Drugs to mitigate chemotherapy-induced nausea include Megace and Zofran. The high cost of Zofran has kept many cancer patients not covered by insurance from obtaining this potentially beneficial drug. If you are receiving chemotherapy and are suffering from nausea, you should be able to demand that any HMO, PPO or insurance carrier pay for this drug. Zofran can enable a cancer patient to tolerate chemotherapy long enough for it to be possibly effective.

One study evaluated glutathione, vitamin C and E for their anti-vomiting activity. Cisplatin-induced vomiting in dogs was significantly reduced by glutathione, vitamin C and E. The anti-vomiting activity of antioxidants was attributed to their ability to react with free radicals generated by cisplatin.

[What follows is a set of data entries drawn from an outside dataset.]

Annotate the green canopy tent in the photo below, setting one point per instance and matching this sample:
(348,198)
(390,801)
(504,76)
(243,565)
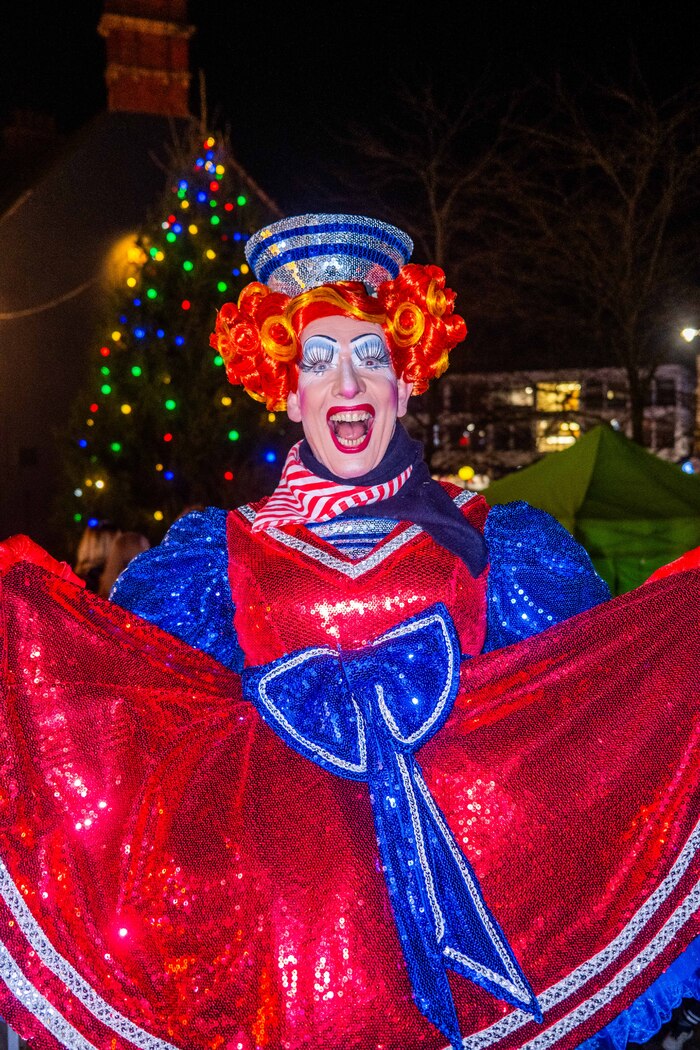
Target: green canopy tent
(631,510)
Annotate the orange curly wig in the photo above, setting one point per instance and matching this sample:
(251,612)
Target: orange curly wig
(259,337)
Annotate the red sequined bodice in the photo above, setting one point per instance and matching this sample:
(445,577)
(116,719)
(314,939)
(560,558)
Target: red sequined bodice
(293,590)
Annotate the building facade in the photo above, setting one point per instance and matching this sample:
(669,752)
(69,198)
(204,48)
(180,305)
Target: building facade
(492,423)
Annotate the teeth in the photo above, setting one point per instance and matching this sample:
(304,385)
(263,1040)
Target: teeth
(348,442)
(349,417)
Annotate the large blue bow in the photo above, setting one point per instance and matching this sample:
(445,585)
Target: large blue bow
(361,714)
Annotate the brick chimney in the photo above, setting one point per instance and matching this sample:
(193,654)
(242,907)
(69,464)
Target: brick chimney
(148,60)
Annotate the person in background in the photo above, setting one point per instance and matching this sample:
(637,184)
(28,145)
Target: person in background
(124,548)
(92,551)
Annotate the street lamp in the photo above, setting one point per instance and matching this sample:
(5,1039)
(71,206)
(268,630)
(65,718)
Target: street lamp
(690,334)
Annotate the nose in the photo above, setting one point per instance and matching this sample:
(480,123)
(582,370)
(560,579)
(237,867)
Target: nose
(348,381)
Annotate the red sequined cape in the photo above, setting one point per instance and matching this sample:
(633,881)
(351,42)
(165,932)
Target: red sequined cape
(172,875)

The Life Extension Foundation introduced the world to melatonin in 1992. And it was the Life Extension Foundation that issued the original warnings about who should not take melatonin. These warnings were based on preliminary findings, and in two instances the Foundation was overly cautious.

image First, we suggested that prostate cancer patients might want to avoid high doses of melatonin. However, subsequent studies indicated that prostate cancer patients could benefit from moderate doses of melatonin, though the Foundation still advises prostate cancer patient to have their blood tested for prolactin. Melatonin could possibly elevate prolactin secretion, and if this were to happen in a prostate-cancer patient, the drug Dostinex could be used to suppress prolactin so that the Melatonin could continue to be taken (in moderate doses of 1 to 6 mg each night).

The Foundation also stated that ovarian cancer patients should avoid Melatonin until more is known about the effects of high doses of melatonin on this form of cancer.

However, a study published in Oncology Reports (Greece), 1996, 3/5 (947-949), indicates that high doses of melatonin may be beneficial in treating ovarian cancer. In this study, 40 mg of melatonin was given nightly, along with low doses of interleukin-2, to 12 advanced ovarian-cancer patients who had failed chemotherapy. While no complete response was seen, a partialresponse was achieved in 16 percent of patients, and a stable disease was obtained in 41 percent of the cases. This preliminary study suggests that melatonin is not contraindicated in advanced ovarian cancer patients.